Correlations between the composition of age and gender and the epidemic characteristics of COVID-19 in various continents/regions
Table 2 lists the associations between the composition of age, gender, and the epidemic characteristics of COVID-19 in Europe, Africa, Asia and Oceania, and Americas. In Europe, no correlations exist between SROTP (males per 100 females) and all the epidemic characteristics of COVID-19 (p > 0.01 for all), while the median age of the total population was only positively correlated to CFRC (rs = 0.45, p = 0.003). Significant correlation was detected between PTPbscbag (65+) and CFRC (rs = 0.43, p = 0.005). In the male group, we discovered that PMPbag (65+) was positively correlated to CFRC, with the correlation coefficient as 0.55 (p < 0.001). Among the female population, no significant correlation was detected (p > 0.01 for all). In Africa, we found lower positive correlations between SROTP (males per 100 females) and MRC (rs = 0.36, p = 0.007), as well as between the median age and IRC (rs = 0.35, p = 0.008). IRC was also found positively correlated to PTPbscbag (25–64), with the correlation coefficient as 0.36 (p = 0.008). In Asia and Oceania, we found that SROTP (males per 100 females) was positively correlated to TC (rs = 0.31, p = 0.032), IRC (rs = 0.44, p = 0.002), and MRC (rs = 0.34, p = 0.005). Additionally, IRC and MRC were negatively correlated to PTPbscbag (0–24) (rs = −0.44, p = 0.002; rs = −0.38, p = 0.009, respectively), and positively correlated to PTPbscbag (25–64) (rs = 0.52, p < 0.001; rs = 0.38, p = 0.007, respectively), and PMPbag (25–64) (rs = 0.51, p < 0.001; rs = 0.40, p = 0.004, respectively). Also, TC, IRC, and MRC were negatively correlated to PMPbag (0–24) (rs = −0.39, p = 0.007; rs = −0.50, p < 0.001; rs = −0.43, p = 0.002, respectively). As for the female population, we found that only PFPbag (25–64) was positively correlated to IRC (rs = 0.42, p = 0.003), and no other significant correlation was observed. Additionally, no significant correlation exists among variables in the Americas (p > 0.01 for all).

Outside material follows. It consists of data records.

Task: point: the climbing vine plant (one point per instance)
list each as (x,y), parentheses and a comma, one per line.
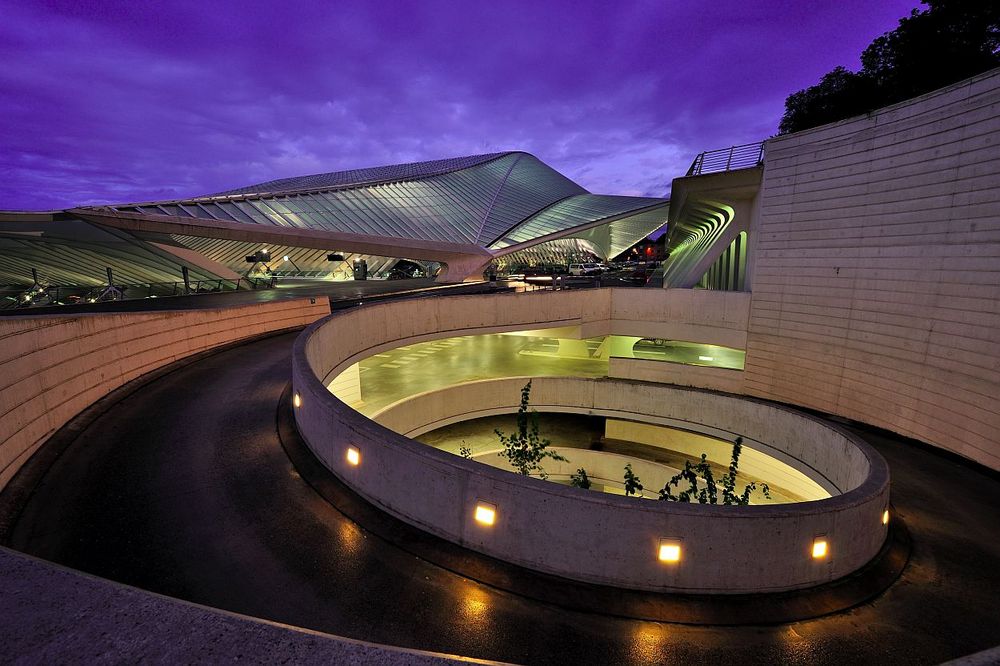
(702,486)
(525,449)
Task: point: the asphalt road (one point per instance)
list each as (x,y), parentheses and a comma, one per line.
(184,489)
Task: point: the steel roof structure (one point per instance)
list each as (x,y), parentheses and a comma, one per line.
(460,213)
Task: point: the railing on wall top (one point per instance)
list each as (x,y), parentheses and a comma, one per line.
(728,159)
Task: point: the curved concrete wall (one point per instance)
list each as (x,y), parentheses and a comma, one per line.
(52,366)
(566,531)
(876,277)
(700,316)
(799,441)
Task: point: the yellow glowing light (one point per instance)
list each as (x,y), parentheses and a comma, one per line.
(670,551)
(486,514)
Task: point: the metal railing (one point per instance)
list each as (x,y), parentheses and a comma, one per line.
(48,295)
(728,159)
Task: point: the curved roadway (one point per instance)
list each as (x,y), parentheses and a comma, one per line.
(183,488)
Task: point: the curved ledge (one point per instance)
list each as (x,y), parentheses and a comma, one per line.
(693,609)
(576,534)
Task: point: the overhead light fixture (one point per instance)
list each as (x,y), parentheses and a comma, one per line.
(670,550)
(486,513)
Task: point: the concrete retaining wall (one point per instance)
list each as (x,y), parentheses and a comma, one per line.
(876,284)
(52,367)
(569,532)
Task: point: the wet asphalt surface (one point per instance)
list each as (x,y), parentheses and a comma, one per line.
(184,489)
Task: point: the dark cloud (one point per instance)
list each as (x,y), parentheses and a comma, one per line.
(127,101)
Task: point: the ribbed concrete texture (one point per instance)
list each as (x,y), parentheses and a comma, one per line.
(876,289)
(52,367)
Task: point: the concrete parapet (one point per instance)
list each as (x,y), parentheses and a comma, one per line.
(877,270)
(578,534)
(54,366)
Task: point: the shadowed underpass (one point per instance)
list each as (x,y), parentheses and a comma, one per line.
(183,488)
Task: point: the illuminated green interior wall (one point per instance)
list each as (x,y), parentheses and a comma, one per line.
(728,273)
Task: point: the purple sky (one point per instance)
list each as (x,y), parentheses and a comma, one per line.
(141,100)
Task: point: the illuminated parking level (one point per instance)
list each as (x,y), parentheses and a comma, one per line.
(395,374)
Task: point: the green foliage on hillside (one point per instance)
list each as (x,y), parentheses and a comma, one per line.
(949,41)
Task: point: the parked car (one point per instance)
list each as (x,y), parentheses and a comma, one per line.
(585,269)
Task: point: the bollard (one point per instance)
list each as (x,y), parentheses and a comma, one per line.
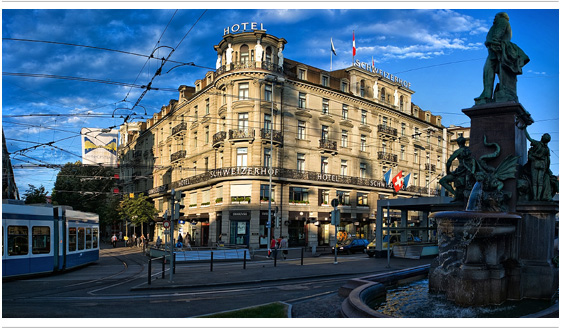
(244,258)
(149,270)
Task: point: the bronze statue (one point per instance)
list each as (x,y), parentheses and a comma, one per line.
(463,176)
(505,59)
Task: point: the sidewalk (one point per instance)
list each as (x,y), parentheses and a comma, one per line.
(260,269)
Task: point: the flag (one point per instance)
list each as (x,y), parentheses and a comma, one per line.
(398,182)
(387,177)
(333,47)
(406,180)
(354,48)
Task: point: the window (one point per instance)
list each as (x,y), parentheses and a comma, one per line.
(17,240)
(362,199)
(325,106)
(267,122)
(302,74)
(362,170)
(72,239)
(242,156)
(302,100)
(324,196)
(344,198)
(243,91)
(267,157)
(80,238)
(265,193)
(345,112)
(268,93)
(323,165)
(300,161)
(243,121)
(41,239)
(298,195)
(301,129)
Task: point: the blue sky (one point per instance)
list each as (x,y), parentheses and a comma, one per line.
(440,52)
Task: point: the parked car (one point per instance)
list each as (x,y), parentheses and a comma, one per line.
(352,246)
(393,239)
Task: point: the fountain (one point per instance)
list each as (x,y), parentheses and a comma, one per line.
(500,247)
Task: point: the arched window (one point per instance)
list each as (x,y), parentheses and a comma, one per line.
(244,50)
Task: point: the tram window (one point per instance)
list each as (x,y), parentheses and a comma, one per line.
(17,240)
(41,240)
(95,237)
(80,238)
(88,241)
(72,239)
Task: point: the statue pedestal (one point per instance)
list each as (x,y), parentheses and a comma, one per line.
(498,122)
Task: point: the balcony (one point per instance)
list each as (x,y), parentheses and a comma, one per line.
(387,131)
(240,135)
(178,155)
(326,145)
(219,138)
(179,128)
(386,157)
(268,134)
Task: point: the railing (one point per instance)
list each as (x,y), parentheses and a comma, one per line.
(327,144)
(241,133)
(178,128)
(219,137)
(383,129)
(384,156)
(278,137)
(178,155)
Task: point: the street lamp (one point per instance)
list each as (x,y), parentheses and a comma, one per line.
(278,80)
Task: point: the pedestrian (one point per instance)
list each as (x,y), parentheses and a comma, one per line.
(284,247)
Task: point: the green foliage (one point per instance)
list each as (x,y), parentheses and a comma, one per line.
(87,188)
(35,195)
(138,210)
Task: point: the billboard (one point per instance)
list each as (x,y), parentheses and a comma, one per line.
(99,146)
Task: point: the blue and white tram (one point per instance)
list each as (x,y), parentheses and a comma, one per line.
(45,239)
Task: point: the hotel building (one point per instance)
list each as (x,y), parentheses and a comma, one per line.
(316,135)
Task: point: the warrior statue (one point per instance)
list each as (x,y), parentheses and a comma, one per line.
(505,59)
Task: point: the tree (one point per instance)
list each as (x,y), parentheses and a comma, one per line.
(87,188)
(138,210)
(35,195)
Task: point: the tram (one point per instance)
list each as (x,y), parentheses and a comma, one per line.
(46,239)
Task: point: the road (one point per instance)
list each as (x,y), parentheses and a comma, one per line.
(104,290)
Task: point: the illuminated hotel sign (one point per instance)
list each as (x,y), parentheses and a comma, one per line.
(242,27)
(383,74)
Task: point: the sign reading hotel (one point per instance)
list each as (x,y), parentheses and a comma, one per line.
(242,27)
(382,73)
(99,148)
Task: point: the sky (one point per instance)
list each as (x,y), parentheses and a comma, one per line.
(440,51)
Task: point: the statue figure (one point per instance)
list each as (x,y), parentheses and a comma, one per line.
(218,64)
(280,58)
(537,169)
(463,176)
(228,54)
(505,59)
(259,51)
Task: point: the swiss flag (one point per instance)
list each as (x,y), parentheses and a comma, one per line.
(398,181)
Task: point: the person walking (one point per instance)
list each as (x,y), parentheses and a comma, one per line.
(284,247)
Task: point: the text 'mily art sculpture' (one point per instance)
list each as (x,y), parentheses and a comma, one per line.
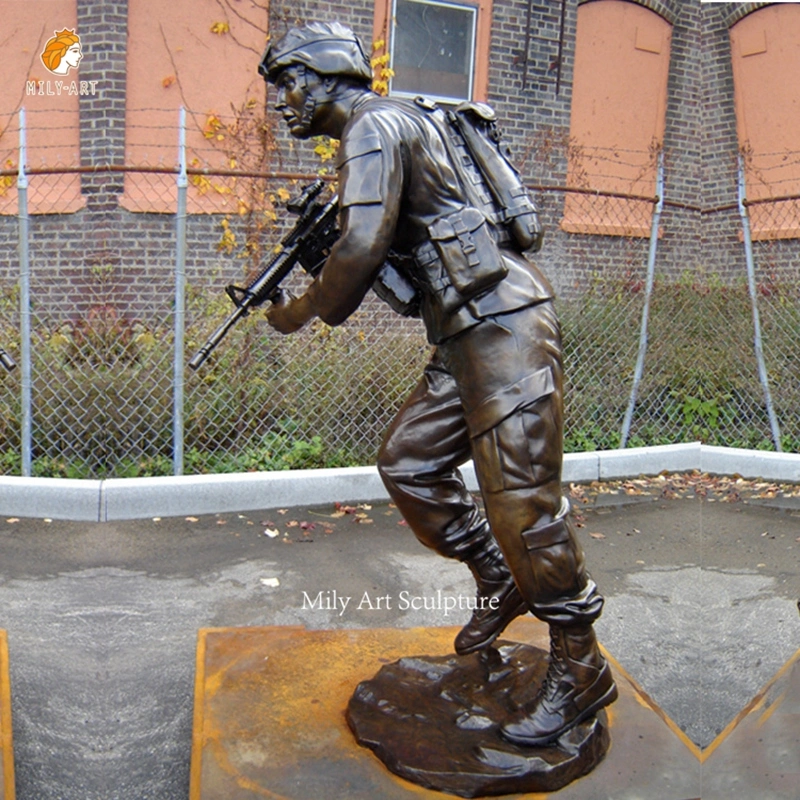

Correlations between the composition of age and gender and the epidemic characteristics of COVID-19 in high and non-high-income countries/territories
Table 3 illustrates the correlations between the age and gender distribution and the epidemic characteristics of COVID-19 (TC, TD, IRC, CFRC and MRC) in high and non-high income countries/territories. In countries/territories with high income, we found the SROTP (males per 100 females) was positively correlated to IRC (rs = 0.40, p = 0.004), and negatively correlated to CFRC (rs = −0.58, p < 0.0001), While the median age was positively correlated to TD (rs = 0.40, p = 0.003), and CFRC (rs = 0.47, p < 0.001). We observed that TD, CFRC, and MRC were significantly correlated to PTPbscbag (65+) (rs = 0.45, p = 0.001; rs = 0.58, p < 0.0001; rs = 0.41, p = 0.003, respectively). Among the male group, we noticed that CFRC, MRC were positively correlated to PMPbag (65+) (rs = 0.62, p < 0.0001; rs = 0.50, p < 0.001; respectively), while CFRC was also negatively associated with PMPbag (25–64) (rs = −0.43, p = 0.001). Besides, a positive correlation was detected between TD and PMPbag (65+) (rs = 0.54, p < 0.0001). Among the female population, we discovered that CFRC was negatively correlated to PFPbag (0–24) (rs = −0.40, p = 0.003), and positively correlated to PFPbag (65+) (rs = 0.55, p < 0.0001). We also detected positive correlations between PFPbag (65+), TD (rs = 0.42, p = 0.002), and MRC (rs = 0.36, p = 0.009). Accordingly, higher correlations were observed between the ratio of people over 65 years old and CFRC, MRC in male group than in female group (male: rs = 0.62, rs = 0.49, respectively; female: rs = 0.55, rs = 0.36, respectively). Interestingly, no correlations were detected between IRC and all the age distribution indicators (p > 0.01 for all).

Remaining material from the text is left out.